シートを保護する - Worksheet.Protect

ワークシートの保護を設定/解除する方法を解説します。

シートを保護する

シートを保護するには、WorksheetオブジェクトのProtectメソッドを使用します。

Worksheets("○○").Protect

 
Protectメソッドは多数の引数を持ち、ほとんどの引数は

シートの保護ダイアログ

この「シートの保護」ダイアログと対応しています。

各設定と引数の対応は以下の通りです。

ダイアログの表示 引数名 規定値
パスワード Password
ロックされたセル範囲の選択 別プロパティ(後述)
ロックされていないセル範囲の選択 別プロパティ(後述)
セルの書式設定 AllowFormattingCells False
列の書式設定 AllowFormattingColumns False
行の書式設定 AllowFormattingRows False
列の挿入 AllowInsertingColumns False
行の挿入 AllowInsertingRows False
ハイパーリンクの挿入 AllowInsertingHyperlinks False
列の削除 AllowDeletingColumns False
行の削除 AllowDeletingRows False
並び替え AllowSorting False
オートフィルターの使用 AllowFiltering False
ピボットテーブル(グラフ)の使用 AllowUsingPivotTables False
オブジェクトの編集 DrawingObjects True
シナリオの編集 Scenarios True


例えば「ロックされたセルも書式設定はできるように」保護設定する場合は、

Worksheets("○○").Protect _
    AllowFormattingCells:=True , _
    AllowFormattingColumns:=True , _
    AllowFormattingRows:=True

このように記述します。


とりあえず「すべての設定を許可するコード」を置いておきますので、
禁止したい操作を消してご利用ください。

Worksheets("○○").Protect _
    Password:="xxx", _
    AllowFormattingCells:=True, _
    AllowFormattingColumns:=True, _
    AllowFormattingRows:=True, _
    AllowInsertingColumns:=True, _
    AllowInsertingRows:=True, _
    AllowInsertingHyperlinks:=True, _
    AllowDeletingColumns:=True, _
    AllowDeletingRows:=True, _
    AllowSorting:=True, _
    AllowFiltering:=True, _
    AllowUsingPivotTables:=True, _
    DrawingObjects:=False, _
    Scenarios:=False

細かい設定を行う場合はマクロ記録を利用するのもおすすめです。


なお、規定値がTRUEのものが2つありますが、
これは単にTrue/Falseの意味が他の引数と反対なだけです。

単純に「引数を省略したらすべて保護される」と覚えてください。


テキストボックスなどのオブジェクトを編集できるように保護するには、

DrawingObjects:= False

と、他引数とは違って「Falseにすると編集可能」になりますので、
この逆転にご注意ください。
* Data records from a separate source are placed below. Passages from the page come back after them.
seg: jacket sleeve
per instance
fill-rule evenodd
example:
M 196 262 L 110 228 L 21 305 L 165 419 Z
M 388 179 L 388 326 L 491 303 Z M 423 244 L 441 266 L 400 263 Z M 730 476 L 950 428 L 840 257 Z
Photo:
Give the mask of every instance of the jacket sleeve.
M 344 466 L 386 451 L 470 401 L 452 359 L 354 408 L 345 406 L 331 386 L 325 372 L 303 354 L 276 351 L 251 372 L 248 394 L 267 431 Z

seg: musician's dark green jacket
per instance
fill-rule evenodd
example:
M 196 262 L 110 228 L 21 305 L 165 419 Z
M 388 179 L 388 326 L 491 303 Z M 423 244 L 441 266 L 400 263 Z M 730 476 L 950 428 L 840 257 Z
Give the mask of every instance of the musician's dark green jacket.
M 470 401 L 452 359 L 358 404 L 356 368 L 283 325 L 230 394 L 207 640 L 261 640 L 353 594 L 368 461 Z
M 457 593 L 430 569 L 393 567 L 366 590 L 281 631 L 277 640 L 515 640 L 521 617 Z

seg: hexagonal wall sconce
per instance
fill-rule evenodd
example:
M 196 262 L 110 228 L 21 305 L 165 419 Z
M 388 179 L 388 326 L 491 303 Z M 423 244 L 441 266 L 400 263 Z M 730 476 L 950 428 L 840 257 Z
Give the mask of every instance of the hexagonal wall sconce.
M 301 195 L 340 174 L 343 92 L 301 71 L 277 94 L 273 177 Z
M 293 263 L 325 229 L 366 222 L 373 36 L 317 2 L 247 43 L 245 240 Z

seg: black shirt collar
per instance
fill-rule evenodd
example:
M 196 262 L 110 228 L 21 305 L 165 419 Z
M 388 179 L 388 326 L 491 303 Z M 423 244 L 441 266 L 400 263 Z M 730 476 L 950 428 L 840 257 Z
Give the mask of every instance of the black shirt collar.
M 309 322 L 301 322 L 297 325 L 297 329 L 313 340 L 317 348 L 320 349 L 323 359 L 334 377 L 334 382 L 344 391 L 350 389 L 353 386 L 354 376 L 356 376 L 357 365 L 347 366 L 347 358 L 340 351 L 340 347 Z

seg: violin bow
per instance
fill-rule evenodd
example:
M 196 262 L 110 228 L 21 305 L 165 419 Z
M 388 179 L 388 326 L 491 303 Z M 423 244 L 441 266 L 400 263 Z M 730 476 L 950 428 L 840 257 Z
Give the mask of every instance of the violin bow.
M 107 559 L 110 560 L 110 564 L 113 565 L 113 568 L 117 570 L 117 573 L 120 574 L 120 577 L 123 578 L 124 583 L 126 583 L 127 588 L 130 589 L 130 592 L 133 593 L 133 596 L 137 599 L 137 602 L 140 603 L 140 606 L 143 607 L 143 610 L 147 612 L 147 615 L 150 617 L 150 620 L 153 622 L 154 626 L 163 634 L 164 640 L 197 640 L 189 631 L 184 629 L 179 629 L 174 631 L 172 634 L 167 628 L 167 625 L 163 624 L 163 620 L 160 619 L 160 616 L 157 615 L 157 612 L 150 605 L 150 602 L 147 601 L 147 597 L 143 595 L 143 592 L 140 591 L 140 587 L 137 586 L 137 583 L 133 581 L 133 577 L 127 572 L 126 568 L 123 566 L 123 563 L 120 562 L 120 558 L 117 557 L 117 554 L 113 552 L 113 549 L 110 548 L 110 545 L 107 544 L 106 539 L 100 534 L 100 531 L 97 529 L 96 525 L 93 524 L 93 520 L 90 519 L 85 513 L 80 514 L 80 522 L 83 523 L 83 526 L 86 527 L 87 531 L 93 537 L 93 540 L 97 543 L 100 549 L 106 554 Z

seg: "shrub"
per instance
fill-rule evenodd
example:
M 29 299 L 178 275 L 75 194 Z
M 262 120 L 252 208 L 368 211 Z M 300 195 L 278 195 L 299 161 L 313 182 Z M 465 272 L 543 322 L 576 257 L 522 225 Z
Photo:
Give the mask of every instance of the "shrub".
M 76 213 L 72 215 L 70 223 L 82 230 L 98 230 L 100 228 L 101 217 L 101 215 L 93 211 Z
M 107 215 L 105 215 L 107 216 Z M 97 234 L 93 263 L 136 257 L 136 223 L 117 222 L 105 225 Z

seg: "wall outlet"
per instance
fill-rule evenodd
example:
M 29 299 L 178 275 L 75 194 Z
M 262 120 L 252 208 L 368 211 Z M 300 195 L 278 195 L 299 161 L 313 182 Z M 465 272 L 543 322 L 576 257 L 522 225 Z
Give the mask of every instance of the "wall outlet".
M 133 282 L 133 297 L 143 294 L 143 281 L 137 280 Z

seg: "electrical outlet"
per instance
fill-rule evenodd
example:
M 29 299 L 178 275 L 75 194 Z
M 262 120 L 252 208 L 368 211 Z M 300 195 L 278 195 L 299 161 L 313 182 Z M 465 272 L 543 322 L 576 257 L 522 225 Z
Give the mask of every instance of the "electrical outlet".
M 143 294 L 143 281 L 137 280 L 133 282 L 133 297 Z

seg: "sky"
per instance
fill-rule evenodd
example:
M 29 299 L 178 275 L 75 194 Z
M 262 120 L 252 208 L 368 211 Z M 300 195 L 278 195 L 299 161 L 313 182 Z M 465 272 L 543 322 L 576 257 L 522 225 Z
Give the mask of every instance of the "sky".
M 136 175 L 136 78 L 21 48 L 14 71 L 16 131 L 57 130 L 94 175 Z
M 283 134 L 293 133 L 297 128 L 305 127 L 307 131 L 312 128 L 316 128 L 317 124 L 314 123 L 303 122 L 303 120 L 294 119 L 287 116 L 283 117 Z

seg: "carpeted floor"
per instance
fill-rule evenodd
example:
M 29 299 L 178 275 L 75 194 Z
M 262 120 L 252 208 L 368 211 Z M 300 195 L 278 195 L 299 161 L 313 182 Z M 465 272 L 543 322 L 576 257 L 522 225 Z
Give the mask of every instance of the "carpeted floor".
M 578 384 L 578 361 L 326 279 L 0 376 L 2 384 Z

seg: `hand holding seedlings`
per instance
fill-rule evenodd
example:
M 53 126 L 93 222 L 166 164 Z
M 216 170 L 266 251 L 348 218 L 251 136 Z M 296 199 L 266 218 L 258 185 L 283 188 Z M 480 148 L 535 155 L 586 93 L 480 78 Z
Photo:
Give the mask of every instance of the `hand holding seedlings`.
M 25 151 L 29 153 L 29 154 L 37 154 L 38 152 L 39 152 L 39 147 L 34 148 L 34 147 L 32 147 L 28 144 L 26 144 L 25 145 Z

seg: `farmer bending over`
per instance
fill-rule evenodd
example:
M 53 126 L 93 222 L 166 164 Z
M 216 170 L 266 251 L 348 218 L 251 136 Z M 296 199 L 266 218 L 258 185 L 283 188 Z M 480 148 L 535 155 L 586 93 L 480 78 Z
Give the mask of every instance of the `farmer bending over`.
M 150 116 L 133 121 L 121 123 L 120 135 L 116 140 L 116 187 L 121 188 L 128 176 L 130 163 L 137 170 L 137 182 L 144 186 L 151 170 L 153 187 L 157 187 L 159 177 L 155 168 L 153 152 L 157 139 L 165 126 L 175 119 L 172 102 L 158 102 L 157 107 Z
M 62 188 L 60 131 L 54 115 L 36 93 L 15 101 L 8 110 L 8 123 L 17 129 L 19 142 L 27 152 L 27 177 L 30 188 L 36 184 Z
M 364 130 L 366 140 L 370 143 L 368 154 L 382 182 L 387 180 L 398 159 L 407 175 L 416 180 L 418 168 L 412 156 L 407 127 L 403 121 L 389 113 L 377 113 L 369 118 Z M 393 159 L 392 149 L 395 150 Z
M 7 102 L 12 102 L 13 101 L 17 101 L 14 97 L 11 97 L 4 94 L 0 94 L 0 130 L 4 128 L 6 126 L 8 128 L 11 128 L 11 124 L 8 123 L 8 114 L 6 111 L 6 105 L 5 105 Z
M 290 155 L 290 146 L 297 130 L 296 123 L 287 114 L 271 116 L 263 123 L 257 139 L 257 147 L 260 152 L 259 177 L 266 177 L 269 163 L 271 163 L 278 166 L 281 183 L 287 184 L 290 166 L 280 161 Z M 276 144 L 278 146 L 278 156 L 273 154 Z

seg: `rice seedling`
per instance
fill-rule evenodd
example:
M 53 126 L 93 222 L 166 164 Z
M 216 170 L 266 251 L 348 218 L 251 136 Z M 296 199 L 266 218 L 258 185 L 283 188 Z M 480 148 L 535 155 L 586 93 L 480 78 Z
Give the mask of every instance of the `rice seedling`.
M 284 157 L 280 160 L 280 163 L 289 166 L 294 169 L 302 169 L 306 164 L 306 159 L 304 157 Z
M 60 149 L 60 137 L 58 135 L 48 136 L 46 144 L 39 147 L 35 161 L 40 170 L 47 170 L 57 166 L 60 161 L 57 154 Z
(なぜこんな仕様に・・・?)

条件設定は引き継げない点に注意

シートの保護ダイアログ

このダイアログをExcel上で操作するときは、前回の設定を記憶してくれます。


シートの保護を一旦解除して、また保護しようとしたとき、
前に付けたチェックはそのままにしてくれているのがわかります。


しかし、Protectメソッドはこの前回設定の記憶機能がありません。

手作業と同じイメージで、

ws.Unprotect

~保護を解除して編集し、終わったらまた保護~

.Protect

このようなコードを記述したくなりますが、

このコードは「マクロ実行前の保護」ではなく、
「すべてのチェックが外れた(すべて禁止している)保護」
を行ってしまっている点に注意してください。

同じ条件で保護しなおしたい場合は、Protectメソッドを実行するたびに、
しっかりとすべての引数を設定し直す必要があります。

セルの選択の制限

シートの保護ダイアログ

このダイアログの上2つは「セルの選択」に関するロックですが、
この2つはProtectメソッドではなく、
EnableSelectionプロパティで設定します。

' すべてのセル選択を禁止(チェックをどちらも外す)
Worksheets("○○").EnableSelection = xlNoselection

' ロックされたセルの選択を禁止(一番上だけチェックを外す)
Worksheets("○○").EnableSelection = xlUnlockedCells

' すべてのセル選択を許可
Worksheets("○○").EnableSelection = xlNoRestrictions

' いずれの設定もシートを保護しているときにのみ有効
Worksheets("○○").Protect

メソッドではなくプロパティですので、上記の通り代入によって状態を変更します。

ただし、これらはいずれも「保護したときに反映される」設定ですので、
最後にProtectメソッドを実行する必要があります。
(最初に実行し、保護した後で設定することもできます)


ちなみにチェックボックスが2つなのに設定値が3つしかないのは、
下だけチェックを外すことができないからです。

「ロックしたセルだけ選択可」という、不自然な設定にはできないということですね。

シートの追加/削除/名前変更の制限

勘違いしやすいポイントですが、
「シートの保護」で制限されるのはシートの中身(≒セル)の編集であり、
シート自体の追加や削除を制限する機能は「ブックの保護」です。

ブックの保護を行う場合は、
WorkbookオブジェクトのProtectメソッドを使います。


WorksheetオブジェクトのProtectメソッドと違い、
WorkbookオブジェクトのProtectメソッドは引数が(事実上)1つしかありません。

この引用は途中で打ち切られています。